Career Days at AAU were hard to leave unnoticed. A huge poster at the entrance, a table full of flyers at the Student Services Center, daily e-mails and reminders – information about Career Days was everywhere. Comparing to last year, expectations were even higher.

Mariam Pirveli, like many other students, is sitting among posters and flyers and checking out her schedule to find some time for the workshops and events that attracted her attention. However, it turns out to be harder to attend all the interesting events because most of them take place during classes. Mariam, a second year student majoring in Law, is seeking a job that would help her gain experience for future career.
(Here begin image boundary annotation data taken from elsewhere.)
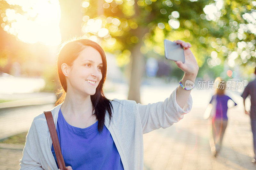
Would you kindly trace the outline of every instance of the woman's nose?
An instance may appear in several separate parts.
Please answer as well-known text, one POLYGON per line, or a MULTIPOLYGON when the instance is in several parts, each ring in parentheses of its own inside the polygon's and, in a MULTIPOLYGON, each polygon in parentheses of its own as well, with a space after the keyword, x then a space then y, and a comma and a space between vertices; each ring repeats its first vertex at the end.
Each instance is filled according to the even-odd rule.
POLYGON ((92 75, 96 77, 99 77, 101 73, 101 72, 98 70, 98 68, 93 67, 92 73, 92 75))

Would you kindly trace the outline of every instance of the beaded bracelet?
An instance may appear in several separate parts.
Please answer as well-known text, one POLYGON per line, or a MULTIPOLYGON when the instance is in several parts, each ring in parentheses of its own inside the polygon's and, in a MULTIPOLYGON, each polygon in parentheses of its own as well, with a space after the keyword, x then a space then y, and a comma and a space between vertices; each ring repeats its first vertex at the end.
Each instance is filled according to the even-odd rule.
POLYGON ((195 84, 193 85, 193 87, 192 87, 192 88, 191 88, 191 89, 187 89, 187 88, 186 88, 185 87, 185 86, 184 86, 184 85, 182 85, 182 84, 181 84, 181 80, 182 80, 182 79, 180 80, 180 86, 181 86, 181 88, 183 88, 183 89, 184 89, 185 90, 192 90, 192 89, 194 88, 194 87, 195 87, 195 84))

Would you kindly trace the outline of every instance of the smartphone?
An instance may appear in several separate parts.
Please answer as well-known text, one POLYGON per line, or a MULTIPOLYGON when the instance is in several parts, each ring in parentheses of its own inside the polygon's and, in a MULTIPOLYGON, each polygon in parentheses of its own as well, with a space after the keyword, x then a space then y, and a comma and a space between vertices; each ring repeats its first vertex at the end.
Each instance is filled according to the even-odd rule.
POLYGON ((185 63, 185 55, 184 48, 181 45, 165 39, 164 41, 164 55, 168 60, 173 61, 181 61, 185 63))

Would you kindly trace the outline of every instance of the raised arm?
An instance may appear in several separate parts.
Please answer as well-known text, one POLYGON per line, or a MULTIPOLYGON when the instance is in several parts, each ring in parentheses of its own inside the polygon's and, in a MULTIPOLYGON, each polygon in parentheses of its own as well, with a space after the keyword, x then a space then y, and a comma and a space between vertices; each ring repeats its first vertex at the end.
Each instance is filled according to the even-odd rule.
POLYGON ((191 110, 192 100, 191 95, 181 108, 176 100, 177 87, 170 97, 164 101, 147 105, 136 104, 141 122, 143 133, 146 133, 160 128, 165 128, 178 122, 184 115, 191 110))

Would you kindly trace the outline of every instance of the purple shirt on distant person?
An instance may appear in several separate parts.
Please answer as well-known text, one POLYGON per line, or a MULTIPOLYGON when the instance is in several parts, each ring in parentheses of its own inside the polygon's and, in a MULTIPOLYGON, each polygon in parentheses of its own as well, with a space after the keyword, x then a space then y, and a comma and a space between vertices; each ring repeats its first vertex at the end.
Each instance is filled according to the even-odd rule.
POLYGON ((214 94, 212 97, 212 99, 210 103, 212 104, 214 99, 216 99, 216 113, 214 118, 222 119, 223 120, 228 120, 227 113, 228 111, 228 101, 230 99, 235 103, 235 106, 237 105, 229 96, 225 94, 214 94))
MULTIPOLYGON (((124 169, 110 132, 104 125, 100 134, 98 126, 98 121, 85 128, 71 126, 60 109, 56 130, 66 166, 76 170, 124 169)), ((59 168, 52 145, 52 152, 59 168)))

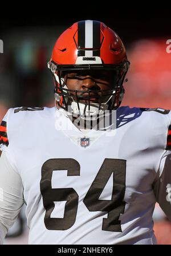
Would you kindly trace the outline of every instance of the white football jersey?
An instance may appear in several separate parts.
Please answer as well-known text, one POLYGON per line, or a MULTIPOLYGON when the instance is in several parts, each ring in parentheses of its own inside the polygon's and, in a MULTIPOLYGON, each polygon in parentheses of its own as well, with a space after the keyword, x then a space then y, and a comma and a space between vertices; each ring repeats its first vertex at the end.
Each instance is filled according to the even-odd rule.
POLYGON ((156 201, 171 221, 170 112, 115 113, 115 128, 84 132, 55 107, 8 111, 0 144, 22 180, 30 244, 155 244, 156 201))

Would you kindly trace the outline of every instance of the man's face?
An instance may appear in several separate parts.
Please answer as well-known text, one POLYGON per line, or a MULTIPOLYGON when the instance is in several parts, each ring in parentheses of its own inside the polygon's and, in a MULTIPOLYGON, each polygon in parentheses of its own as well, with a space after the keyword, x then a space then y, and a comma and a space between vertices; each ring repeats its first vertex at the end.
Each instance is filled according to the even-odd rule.
MULTIPOLYGON (((99 92, 100 90, 112 90, 115 86, 116 72, 113 71, 76 71, 67 72, 64 75, 64 82, 68 89, 82 90, 78 92, 78 95, 91 96, 90 101, 98 103, 98 96, 103 96, 102 102, 105 102, 108 97, 104 96, 105 92, 99 92), (87 91, 91 91, 88 95, 87 91), (93 97, 93 96, 95 97, 93 97)), ((75 92, 71 92, 70 94, 75 95, 75 92)), ((86 103, 87 100, 80 100, 86 103)))

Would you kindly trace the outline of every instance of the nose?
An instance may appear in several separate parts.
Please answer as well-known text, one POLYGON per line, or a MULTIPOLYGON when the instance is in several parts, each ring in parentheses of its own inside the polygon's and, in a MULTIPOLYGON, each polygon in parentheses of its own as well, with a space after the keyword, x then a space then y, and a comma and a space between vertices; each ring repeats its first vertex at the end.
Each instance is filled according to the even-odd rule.
POLYGON ((99 90, 100 88, 91 76, 87 76, 82 80, 82 87, 83 90, 91 90, 95 91, 99 90))

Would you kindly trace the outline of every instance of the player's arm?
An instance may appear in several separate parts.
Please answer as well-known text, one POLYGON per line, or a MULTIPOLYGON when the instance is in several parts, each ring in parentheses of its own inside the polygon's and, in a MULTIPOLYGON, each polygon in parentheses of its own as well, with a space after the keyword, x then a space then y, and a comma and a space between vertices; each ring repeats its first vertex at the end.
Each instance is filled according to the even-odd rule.
POLYGON ((24 201, 21 178, 11 166, 6 152, 0 152, 0 244, 2 244, 24 201))
POLYGON ((157 201, 171 221, 171 125, 168 132, 166 151, 162 155, 154 182, 157 201))

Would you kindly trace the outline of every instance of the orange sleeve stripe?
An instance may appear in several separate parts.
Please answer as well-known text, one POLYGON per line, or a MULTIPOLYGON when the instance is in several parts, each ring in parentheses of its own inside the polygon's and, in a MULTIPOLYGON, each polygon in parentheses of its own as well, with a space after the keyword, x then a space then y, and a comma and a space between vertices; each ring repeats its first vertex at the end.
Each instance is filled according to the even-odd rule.
POLYGON ((168 141, 167 146, 171 146, 171 141, 168 141))
POLYGON ((0 137, 0 141, 2 140, 4 142, 7 142, 9 141, 8 138, 6 138, 5 137, 1 136, 0 137))
POLYGON ((0 132, 6 132, 6 127, 5 127, 5 126, 0 125, 0 132))

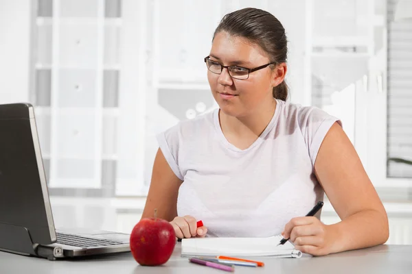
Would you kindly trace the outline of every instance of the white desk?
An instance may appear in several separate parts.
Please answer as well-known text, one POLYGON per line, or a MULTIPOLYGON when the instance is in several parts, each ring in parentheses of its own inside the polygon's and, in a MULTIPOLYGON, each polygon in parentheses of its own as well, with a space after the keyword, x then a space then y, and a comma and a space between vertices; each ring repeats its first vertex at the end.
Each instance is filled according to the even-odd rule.
MULTIPOLYGON (((0 251, 0 273, 115 273, 202 274, 228 273, 190 263, 181 258, 178 243, 172 258, 161 266, 141 266, 126 253, 76 260, 48 261, 0 251)), ((236 266, 235 273, 411 273, 412 245, 379 245, 369 249, 323 257, 304 255, 300 259, 259 258, 265 266, 236 266)))

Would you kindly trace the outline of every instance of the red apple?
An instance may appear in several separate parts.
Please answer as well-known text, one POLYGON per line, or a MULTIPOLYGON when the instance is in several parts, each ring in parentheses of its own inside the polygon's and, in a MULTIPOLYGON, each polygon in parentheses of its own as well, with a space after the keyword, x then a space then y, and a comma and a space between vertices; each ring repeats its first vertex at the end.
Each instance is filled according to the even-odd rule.
POLYGON ((172 225, 159 218, 142 219, 130 234, 130 251, 136 261, 146 266, 168 262, 176 245, 172 225))

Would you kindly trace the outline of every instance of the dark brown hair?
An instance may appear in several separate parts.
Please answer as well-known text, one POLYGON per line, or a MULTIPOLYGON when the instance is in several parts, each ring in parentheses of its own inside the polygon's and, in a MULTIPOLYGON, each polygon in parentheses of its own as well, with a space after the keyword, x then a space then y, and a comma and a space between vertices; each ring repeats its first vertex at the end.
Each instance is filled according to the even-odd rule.
MULTIPOLYGON (((213 35, 226 32, 233 36, 242 37, 258 45, 269 56, 271 62, 286 62, 288 46, 285 29, 271 13, 247 8, 226 14, 213 35)), ((273 66, 272 66, 273 67, 273 66)), ((273 97, 286 101, 288 86, 284 81, 273 88, 273 97)))

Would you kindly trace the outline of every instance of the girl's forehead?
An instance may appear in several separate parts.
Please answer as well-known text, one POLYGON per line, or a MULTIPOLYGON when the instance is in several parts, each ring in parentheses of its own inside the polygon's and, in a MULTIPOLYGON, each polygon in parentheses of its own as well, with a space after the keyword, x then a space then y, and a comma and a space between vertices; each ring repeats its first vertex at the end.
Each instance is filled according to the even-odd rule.
POLYGON ((210 55, 223 61, 234 59, 250 63, 268 59, 267 54, 258 45, 246 38, 233 36, 225 32, 215 35, 210 55))

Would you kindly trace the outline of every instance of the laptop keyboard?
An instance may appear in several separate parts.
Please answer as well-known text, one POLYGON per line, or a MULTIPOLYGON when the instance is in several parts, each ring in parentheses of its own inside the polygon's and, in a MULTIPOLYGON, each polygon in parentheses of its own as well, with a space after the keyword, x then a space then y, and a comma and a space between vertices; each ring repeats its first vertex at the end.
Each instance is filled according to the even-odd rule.
POLYGON ((96 239, 82 236, 68 234, 66 233, 56 232, 57 242, 60 245, 71 245, 78 247, 107 247, 111 245, 124 245, 124 242, 118 240, 96 239))

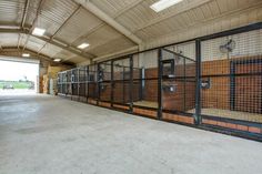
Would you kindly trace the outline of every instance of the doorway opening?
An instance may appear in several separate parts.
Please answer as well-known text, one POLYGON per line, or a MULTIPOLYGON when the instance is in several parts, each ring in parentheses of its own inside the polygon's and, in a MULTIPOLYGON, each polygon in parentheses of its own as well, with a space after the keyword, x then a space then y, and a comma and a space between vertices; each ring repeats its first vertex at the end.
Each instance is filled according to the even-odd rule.
POLYGON ((0 60, 0 95, 33 94, 39 90, 39 62, 0 60))

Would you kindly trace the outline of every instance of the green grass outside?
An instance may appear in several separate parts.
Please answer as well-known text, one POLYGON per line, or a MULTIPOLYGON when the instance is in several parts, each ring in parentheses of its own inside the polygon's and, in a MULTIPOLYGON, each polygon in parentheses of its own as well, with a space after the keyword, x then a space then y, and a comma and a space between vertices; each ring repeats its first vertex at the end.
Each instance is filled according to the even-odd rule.
POLYGON ((30 86, 30 82, 1 81, 0 89, 2 89, 4 84, 12 84, 14 89, 29 89, 30 86))

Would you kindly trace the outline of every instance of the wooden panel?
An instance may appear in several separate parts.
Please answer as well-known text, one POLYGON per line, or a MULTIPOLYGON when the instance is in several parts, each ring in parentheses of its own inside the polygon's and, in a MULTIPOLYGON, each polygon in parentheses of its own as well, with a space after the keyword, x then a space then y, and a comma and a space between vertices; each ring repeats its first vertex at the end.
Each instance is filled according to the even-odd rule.
MULTIPOLYGON (((262 72, 262 63, 236 64, 235 73, 262 72)), ((262 113, 262 76, 235 78, 235 111, 262 113)))

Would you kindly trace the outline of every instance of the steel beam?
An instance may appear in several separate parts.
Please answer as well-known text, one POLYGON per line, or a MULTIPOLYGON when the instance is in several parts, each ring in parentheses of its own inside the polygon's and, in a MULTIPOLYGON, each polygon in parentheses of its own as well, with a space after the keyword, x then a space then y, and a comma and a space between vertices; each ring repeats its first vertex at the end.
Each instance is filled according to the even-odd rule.
MULTIPOLYGON (((6 32, 6 33, 24 33, 28 37, 38 38, 38 39, 40 39, 40 40, 42 40, 44 42, 49 42, 50 44, 57 45, 57 47, 59 47, 59 48, 61 48, 63 50, 72 52, 72 53, 74 53, 74 54, 77 54, 79 57, 85 58, 88 60, 94 58, 93 54, 81 52, 78 49, 70 47, 68 43, 63 43, 62 41, 54 41, 54 40, 50 40, 50 38, 33 35, 33 34, 30 33, 29 30, 26 30, 26 29, 22 30, 22 29, 2 29, 2 28, 0 28, 0 32, 6 32)), ((22 50, 24 50, 24 49, 26 48, 23 48, 22 50)))
POLYGON ((50 43, 50 41, 53 40, 53 38, 56 37, 56 34, 68 23, 68 21, 80 10, 81 6, 79 6, 71 14, 70 17, 59 27, 59 29, 52 34, 52 37, 50 37, 49 41, 46 42, 41 49, 39 49, 38 53, 41 53, 41 51, 43 50, 43 48, 50 43))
Workshops took place Monday, Sept. 29 to Thursday, Oct. 2 but the main event was on Wednesday. In room 002 different companies presented their stands, flyers and other attractions for students. The representatives of the companies pitched their company’s pros and couldn’t avoid con’s while answering students’ questions. “Now I have more options because few of the companies do not require Czech language, unlike last year,” said Mariam before visiting the last stand in the room.

According to Stephanie Lachman, Alumni Relations and Career Center Manager at AAU, many companies were interested in AAU students. “Part of the presented companies contacted us and expressed their interest in students and participation in the event,” said Lachman in an interview.

The representatives of the companies like ExxonMobil, Institute of International Relations (IIR) and Deloitte were satisfied with the activity, interest and enrolment of the students in the Career Days main event.

Deloitte, another one of the four companies, had a high rate of interest from students but many of them were left disappointed because of the Czech language requirement.

When it comes to this requirement, Lachman doesn’t see it as a big problem, unlike many of the students. “I wouldn’t say it is impossible to find job with no knowledge of Czech but the companies mostly require a beginner’s level so since you are living in Prague it will be better to learn,” said Lachman.

Majority of the stands offered internships and part time jobs. One of the options differed from all others. Erasmus+ offered internships for students with different majors in different countries of EU, including Iceland, Liechtenstein, Norway and Turkey. The internships would last from 2 to 3 months.

Lachman recalled that many students have addressed her in search of a job but she was surprised when the attendance at the main event of the week was much lower than the interest toward different workshops.

She was satisfied with the marketing work that covered the popularization of the event, created high quality posters and did “a good job” in organizing every event. However, Lachman still pointed out what would have to improve next year.

For example, equal opportunities for students with different majors. It seems that students majoring in Business Administration or Law are more demanded by the employers than those majoring in Journalism and Communications. Lachman remains open to students’ offers and is willing to solve the problems for the next year.

By the end of the week, Mariam found two possible internships with Wert-Berater and Exxon Mobile where she sent her CVs. “Easy, fast and fun” said Mairam about her hunting process with AAU.